Mars is disposed by a debilitated Mercury, which is in Pisces, in detriment and fall. The planet of intellect, language, rational articulation, translation and conceptual discrimination is forced to operate in an oceanic, undifferentiated, and dissolving, confusing sign. Mercury loses its capacity to measure, order, and separate, being compelled to work with fluid, unstable material. Joyce’s mind was fertile, inventive, and visionary, but unstable on a functional level, incapable of rest, and constantly subject to excess stimulation.
By Whole Signs, Mercury occupies the 3rd house; by Alcabitius, the 2nd. In both, the implication is clear. Joyce’s health problems were related the immediate daily life, mundane communication, short journeys, and tense relations with his close environment; and also to matters of subsistence, money, and material security. Joyce lived much of his life in financial difficulty, dependent on loans, the help of friends and patrons, and constant changes of city and country. Since Mercury is the ruler of the 6th house in Gemini, any disturbance in these areas directly affected daily health, aggravated by the presence of Mars as the main executor of harm.

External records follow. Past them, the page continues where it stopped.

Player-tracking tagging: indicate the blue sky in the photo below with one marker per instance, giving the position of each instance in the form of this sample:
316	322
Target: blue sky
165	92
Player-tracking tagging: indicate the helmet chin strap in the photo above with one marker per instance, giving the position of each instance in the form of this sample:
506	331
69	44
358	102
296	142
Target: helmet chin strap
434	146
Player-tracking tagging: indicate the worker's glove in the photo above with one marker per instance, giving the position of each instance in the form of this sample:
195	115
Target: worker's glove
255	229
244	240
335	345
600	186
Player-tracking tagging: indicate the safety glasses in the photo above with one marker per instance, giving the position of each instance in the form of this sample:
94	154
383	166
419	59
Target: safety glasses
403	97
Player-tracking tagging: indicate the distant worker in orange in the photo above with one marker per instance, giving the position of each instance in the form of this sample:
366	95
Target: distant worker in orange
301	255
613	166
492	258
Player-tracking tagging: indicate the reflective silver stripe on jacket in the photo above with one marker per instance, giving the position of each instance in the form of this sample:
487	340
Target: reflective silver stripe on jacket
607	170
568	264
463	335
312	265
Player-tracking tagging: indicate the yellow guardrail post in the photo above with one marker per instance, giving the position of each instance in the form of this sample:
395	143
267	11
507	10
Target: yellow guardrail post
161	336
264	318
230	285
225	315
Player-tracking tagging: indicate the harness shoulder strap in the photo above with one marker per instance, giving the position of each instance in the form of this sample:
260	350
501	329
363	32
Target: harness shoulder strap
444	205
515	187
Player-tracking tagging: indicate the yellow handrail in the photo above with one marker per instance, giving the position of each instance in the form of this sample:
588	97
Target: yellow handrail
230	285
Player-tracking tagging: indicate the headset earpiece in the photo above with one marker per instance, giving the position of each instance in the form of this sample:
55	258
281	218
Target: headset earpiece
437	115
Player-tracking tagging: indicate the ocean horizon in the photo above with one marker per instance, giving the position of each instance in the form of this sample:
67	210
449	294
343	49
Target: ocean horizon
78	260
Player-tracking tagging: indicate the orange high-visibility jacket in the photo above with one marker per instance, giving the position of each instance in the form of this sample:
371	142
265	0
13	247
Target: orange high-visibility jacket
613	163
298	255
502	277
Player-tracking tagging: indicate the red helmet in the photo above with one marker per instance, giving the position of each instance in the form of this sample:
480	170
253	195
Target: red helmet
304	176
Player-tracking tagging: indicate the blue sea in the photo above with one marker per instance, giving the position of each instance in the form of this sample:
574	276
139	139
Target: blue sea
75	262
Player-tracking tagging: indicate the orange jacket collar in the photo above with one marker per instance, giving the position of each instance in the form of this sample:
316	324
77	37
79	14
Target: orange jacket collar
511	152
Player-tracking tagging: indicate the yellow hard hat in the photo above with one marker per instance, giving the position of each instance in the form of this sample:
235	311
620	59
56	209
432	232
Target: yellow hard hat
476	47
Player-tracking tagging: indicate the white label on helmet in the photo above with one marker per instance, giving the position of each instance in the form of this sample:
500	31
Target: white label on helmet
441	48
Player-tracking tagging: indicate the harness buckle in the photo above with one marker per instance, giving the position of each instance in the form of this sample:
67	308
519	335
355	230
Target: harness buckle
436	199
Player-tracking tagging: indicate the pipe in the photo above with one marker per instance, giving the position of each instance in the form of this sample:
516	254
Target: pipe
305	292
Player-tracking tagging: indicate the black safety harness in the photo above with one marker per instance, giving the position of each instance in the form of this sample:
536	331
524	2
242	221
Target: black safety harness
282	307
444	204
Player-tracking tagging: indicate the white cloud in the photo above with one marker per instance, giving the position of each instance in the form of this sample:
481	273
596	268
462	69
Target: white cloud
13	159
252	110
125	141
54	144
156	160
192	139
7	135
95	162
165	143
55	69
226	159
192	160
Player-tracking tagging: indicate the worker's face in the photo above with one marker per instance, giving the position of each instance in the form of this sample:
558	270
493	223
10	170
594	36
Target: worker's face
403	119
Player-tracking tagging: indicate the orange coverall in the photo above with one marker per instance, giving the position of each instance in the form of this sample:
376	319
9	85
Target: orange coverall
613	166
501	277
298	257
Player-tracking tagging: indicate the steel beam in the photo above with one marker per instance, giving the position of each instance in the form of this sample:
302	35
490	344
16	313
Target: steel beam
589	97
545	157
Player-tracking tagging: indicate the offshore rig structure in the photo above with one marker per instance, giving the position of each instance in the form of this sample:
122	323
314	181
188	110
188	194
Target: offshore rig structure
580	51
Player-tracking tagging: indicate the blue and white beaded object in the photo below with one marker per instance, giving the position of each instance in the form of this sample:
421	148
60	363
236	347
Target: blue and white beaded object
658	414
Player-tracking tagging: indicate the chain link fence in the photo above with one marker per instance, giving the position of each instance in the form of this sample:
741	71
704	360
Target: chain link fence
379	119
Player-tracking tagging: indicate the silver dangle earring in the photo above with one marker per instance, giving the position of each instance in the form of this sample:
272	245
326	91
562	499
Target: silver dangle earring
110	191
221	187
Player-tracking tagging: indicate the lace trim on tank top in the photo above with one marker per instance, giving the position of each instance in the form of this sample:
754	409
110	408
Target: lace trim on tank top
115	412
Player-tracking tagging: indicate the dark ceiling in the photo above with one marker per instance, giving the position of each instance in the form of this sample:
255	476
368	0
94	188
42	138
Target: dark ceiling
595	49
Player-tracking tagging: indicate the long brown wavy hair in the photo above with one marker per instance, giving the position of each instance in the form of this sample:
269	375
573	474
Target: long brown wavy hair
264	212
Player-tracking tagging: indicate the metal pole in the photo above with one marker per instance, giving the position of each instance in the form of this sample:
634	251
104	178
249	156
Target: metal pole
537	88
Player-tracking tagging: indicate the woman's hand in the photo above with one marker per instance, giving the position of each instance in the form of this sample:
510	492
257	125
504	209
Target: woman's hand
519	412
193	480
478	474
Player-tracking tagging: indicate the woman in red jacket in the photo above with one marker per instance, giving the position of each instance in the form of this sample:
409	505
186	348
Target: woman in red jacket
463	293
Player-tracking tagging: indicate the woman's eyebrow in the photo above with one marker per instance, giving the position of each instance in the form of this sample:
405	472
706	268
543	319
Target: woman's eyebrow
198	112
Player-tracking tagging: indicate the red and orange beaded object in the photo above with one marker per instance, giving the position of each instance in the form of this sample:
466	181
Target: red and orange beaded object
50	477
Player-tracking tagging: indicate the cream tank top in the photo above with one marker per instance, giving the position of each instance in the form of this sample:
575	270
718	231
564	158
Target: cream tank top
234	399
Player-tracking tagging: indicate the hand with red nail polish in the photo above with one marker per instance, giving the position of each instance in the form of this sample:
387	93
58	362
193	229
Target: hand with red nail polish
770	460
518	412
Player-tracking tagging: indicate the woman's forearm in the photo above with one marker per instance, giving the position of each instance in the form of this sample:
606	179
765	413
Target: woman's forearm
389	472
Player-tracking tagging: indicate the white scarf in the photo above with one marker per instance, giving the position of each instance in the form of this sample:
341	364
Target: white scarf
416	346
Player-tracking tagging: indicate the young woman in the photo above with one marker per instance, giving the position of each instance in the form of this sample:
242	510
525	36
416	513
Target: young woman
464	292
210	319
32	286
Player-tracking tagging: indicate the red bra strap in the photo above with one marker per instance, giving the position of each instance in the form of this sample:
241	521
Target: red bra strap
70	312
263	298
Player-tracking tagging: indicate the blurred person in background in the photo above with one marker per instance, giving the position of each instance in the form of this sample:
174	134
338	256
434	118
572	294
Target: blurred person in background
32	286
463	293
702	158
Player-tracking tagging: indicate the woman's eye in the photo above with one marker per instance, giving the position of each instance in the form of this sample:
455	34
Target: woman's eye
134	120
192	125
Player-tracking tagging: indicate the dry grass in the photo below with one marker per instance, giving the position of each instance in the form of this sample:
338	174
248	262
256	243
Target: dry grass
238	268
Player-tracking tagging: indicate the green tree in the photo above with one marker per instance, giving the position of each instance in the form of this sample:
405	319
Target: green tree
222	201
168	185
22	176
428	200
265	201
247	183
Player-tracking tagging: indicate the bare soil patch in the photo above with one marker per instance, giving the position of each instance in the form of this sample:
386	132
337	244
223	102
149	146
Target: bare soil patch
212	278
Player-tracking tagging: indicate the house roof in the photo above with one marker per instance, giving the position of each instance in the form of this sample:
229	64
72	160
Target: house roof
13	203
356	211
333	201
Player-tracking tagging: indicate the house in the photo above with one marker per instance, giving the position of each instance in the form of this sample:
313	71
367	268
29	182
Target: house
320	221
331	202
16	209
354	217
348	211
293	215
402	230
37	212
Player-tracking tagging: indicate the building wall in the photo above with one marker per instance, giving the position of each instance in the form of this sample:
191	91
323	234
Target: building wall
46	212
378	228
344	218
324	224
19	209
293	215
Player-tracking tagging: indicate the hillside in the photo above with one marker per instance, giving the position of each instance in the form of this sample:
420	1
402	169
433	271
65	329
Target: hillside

There is still mutual reception by triplicity between Mars and Mercury, as well as a separating trine between them, which guarantees a certain degree of functional cooperation. The machine worked, the system communicated with itself. But this collaboration does not resolve the underlying issue. Two debilitated principles can cooperate effectively, but that effectiveness exacts its price from the body. Harmony between two sick planets does not generate health, only continuity in wear.
When we see the remaining rulers of the Air triplicity, Saturn and Jupiter, another focus of tension emerges. Both are in the 5th house, in Taurus, without major dignities, although Jupiter is in its term. The house of creativity, pleasure, and generation was a heavy and onerous place in terms of diseases, as Saturn and Jupiter ruled Gemini by triplicity. Joyce’s literary work, profoundly innovative, was produced under physical suffering and limitation.
Jupiter and Saturn are also in opposition to the Sun, a significato of vital life. The Sun, already weakened by being in Aquarius, the sign of its detriment, receives these oppositions as direct attacks on vital force. Saturn, the planet of death, in particular, is in separating opposition to the Sun and in applying opposition to the Moon, striking the two hylegical luminaries. The Moon is even more important, being the luminary of the sect, and is in the 8th house, in Leo, the house of death, sudden accidents, anxiety, and exposure to risk, disposed by a weak sun in detriment in the 2nd and afflicted by Saturn, the planet of death.
Saturn is also the ruler of Joyce’s Ascendant, becoming the ultimate significator of his physical constitution and overall health. When the ruler of the body afflicts both luminaries and participates in a network of oppositions and harmful dispositions, this is a structural condition of fragility, limitation, and prolonged suffering. Joyce died at the age of 58, in an 11th year in terms of profections, with Scorpio rising, placing the year under the rulership of that Mars in Gemini in the 6th, the main executor of disease throughout his life, with Saturn also activated by Firdaria as sub-ruler.